Use remote shaking devices: Normally, technicians should stand close to equipment, electrical connections shake and un-shaking breakers. Remote shaking devices allow operators to execute these extremely dangerous tasks from a safe distance.

5. Predict and Prevent Faults

One of the most effective ways to prevent arc flashes is to assume and ignore the conditions that cause them. The following three solutions permit data centers to spot possible ArcFlash risk before they have  chance to harm and keep group safely away from live connections.

Analyse insulation security: Deteriorating insulations is the leading cause of electrical failures. Analysing and repairing insulation before it fails could avoid arc flash explosions. Anticipative maintenance systems give warning of insulation failure in medium voltage switchgear, substations, generators, transformers and motors.

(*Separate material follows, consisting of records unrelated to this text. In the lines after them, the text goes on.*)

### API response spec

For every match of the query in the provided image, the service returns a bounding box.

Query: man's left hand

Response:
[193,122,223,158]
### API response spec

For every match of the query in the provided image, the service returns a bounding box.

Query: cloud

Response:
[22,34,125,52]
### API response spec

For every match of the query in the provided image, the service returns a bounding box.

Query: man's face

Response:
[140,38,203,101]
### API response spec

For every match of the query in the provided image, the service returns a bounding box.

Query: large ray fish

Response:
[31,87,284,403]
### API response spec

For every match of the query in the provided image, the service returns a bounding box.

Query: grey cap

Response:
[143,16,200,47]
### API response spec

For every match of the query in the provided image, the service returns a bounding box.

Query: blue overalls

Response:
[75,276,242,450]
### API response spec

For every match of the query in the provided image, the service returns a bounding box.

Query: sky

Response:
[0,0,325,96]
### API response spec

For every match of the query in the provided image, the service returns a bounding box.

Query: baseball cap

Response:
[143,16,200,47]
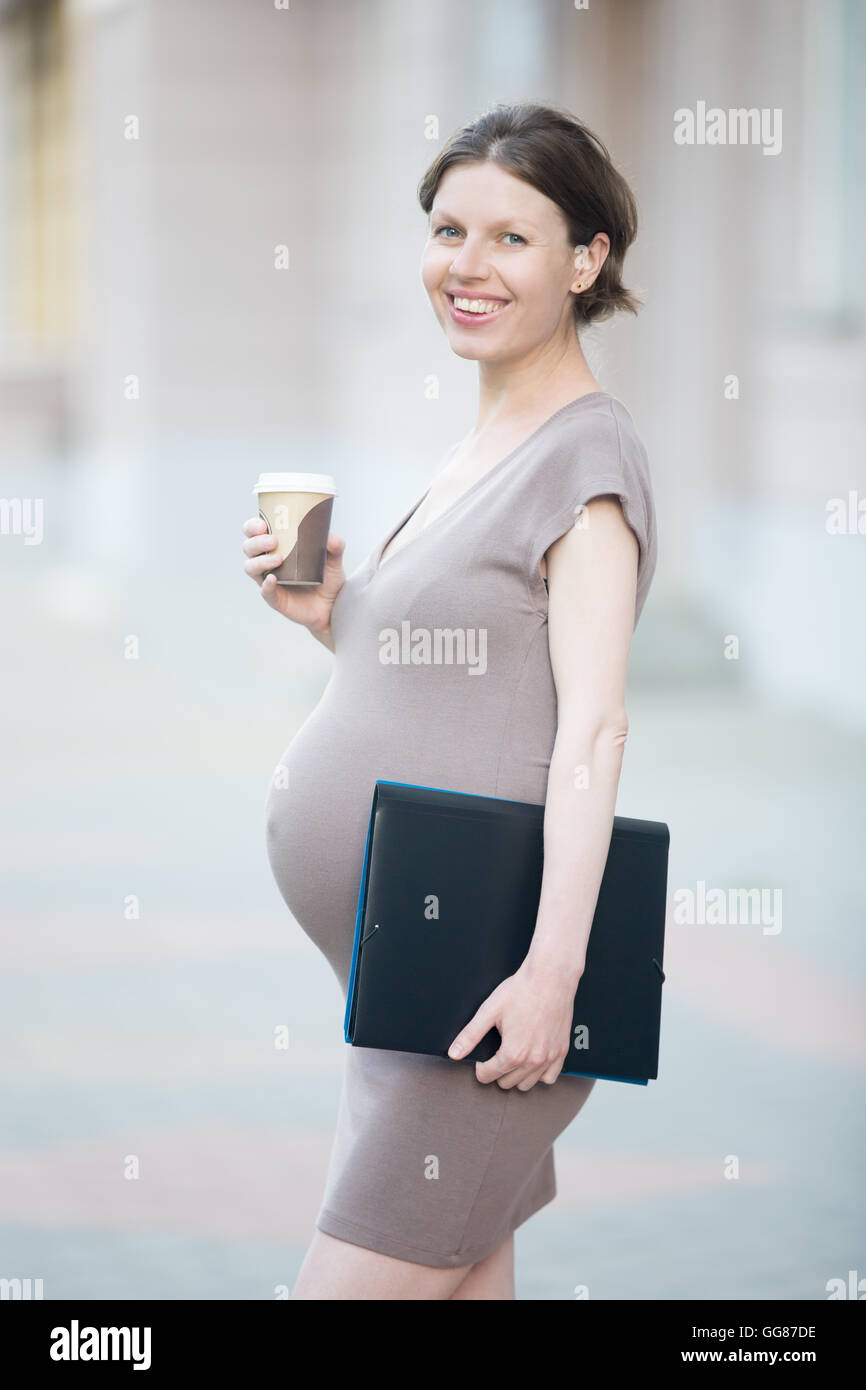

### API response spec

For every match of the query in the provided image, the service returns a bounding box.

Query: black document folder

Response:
[345,781,670,1084]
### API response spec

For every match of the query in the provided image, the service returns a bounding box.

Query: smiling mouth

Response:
[445,293,510,324]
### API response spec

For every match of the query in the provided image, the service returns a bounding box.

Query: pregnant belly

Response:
[265,692,381,988]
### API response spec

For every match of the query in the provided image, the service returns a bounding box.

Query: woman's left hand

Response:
[448,962,580,1091]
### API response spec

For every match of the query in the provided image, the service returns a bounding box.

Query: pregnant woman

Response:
[243,106,656,1300]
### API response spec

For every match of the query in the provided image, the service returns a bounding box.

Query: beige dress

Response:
[267,392,656,1266]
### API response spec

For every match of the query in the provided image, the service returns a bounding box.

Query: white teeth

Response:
[455,296,505,314]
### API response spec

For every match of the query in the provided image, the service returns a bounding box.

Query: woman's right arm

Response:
[243,517,346,652]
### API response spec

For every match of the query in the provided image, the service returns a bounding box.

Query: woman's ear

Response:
[571,232,610,295]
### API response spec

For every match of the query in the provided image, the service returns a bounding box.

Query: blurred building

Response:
[0,0,866,724]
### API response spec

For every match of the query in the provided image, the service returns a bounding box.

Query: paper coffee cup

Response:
[253,473,336,584]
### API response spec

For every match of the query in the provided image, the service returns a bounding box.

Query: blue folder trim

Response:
[343,777,649,1086]
[343,784,375,1043]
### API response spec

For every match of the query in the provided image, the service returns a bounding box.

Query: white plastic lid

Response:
[253,473,336,498]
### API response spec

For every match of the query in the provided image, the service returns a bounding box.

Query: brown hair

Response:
[418,101,641,328]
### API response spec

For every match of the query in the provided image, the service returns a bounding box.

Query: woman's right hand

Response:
[243,517,346,652]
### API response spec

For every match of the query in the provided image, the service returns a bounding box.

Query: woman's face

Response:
[421,161,580,361]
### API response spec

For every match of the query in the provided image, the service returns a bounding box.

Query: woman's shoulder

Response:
[531,391,652,493]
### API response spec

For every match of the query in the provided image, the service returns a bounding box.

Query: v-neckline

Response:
[373,391,607,574]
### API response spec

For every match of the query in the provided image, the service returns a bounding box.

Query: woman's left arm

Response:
[449,496,638,1091]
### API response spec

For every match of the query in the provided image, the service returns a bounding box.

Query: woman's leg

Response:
[450,1236,514,1302]
[292,1230,471,1300]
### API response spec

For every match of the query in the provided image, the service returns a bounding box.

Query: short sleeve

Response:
[525,398,656,624]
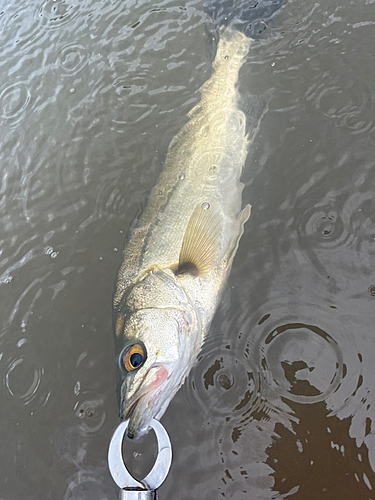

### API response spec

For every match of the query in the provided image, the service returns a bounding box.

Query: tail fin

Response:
[203,0,286,39]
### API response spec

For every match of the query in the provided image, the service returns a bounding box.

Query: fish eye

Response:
[123,344,146,372]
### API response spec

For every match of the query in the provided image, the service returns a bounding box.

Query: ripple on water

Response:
[297,203,349,248]
[315,81,374,135]
[64,468,116,500]
[3,339,52,409]
[189,334,260,425]
[260,323,343,403]
[35,0,85,30]
[249,304,362,414]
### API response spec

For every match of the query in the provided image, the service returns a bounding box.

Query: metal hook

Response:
[108,419,172,498]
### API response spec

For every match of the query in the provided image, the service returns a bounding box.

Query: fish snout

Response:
[120,366,168,439]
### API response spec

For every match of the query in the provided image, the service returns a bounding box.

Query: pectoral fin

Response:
[177,203,222,276]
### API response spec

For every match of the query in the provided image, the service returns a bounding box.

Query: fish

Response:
[113,12,276,439]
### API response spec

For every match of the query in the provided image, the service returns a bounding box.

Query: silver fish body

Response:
[113,28,256,438]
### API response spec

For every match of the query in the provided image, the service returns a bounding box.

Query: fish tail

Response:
[203,0,286,39]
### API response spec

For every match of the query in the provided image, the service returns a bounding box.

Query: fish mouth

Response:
[121,367,168,439]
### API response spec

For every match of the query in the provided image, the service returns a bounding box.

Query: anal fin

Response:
[176,202,222,276]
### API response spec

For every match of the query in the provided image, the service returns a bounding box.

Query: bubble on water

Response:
[260,323,343,403]
[58,43,87,77]
[298,208,349,247]
[74,392,106,435]
[189,336,260,425]
[5,358,43,404]
[0,82,31,121]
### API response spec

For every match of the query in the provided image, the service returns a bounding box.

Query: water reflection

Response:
[0,0,375,500]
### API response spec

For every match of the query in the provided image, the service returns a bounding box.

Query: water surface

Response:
[0,0,375,500]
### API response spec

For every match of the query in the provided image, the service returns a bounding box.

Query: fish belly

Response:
[114,29,250,316]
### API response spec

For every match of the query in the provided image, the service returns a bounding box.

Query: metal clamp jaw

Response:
[108,420,172,500]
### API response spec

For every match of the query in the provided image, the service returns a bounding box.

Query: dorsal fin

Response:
[176,202,222,276]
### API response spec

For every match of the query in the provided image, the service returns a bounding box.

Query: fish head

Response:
[118,308,197,439]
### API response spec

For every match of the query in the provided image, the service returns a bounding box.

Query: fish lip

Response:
[121,367,170,439]
[123,390,159,439]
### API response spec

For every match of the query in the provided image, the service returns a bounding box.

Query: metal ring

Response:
[108,419,172,490]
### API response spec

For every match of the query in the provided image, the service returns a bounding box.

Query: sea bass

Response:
[113,28,256,438]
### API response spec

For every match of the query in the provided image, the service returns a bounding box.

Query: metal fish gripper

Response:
[108,419,172,500]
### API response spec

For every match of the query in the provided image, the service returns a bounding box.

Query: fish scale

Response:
[114,28,260,438]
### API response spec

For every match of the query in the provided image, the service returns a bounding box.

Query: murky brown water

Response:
[0,0,375,500]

Monitor pressure junctions: Most of the electrical equipment has pressure junctions. Like, shipping splits, load lugs and compression fittings. Over time, vibration and thermal cycling can loosen these connections. When current flows through loosened connection, it cause overheating and ultimately produces an ArcFlash. Using non-conductors thermal sensors called pyrometers. Data centers can regulate pressure junctions regularly and receive advance notification of loose connections before they become very loose that they create an ArcFlash explosion.

Use infrared (IR) windows: Using contactless IR thermography technology, IR windows enable technicians to execute IR scans without removing switchgear side panels, lessening the likelihood of arc flash events caused by accidental contact with live bus.

6. Redirect Blast Energy

Equipment that directs arc flash energy away from data center group is called “arc resistant.” Arc-resistant switchgear, for example, utilizes sealed joints, top-mounted pressure relief vents, and reinforced hinges to have the energy and heat released by arc flashes and channel them by ducts to vacant area inside or outside the data center.

When all else fails, arc-resistant switchgear offers vulnerable data center employees a critical last line of defense from the explosive power of arc flash incidents. Anyhow, protective conditions said to effective only when equipment doors closed, it is important to train technicians to fasten doors safely while operating.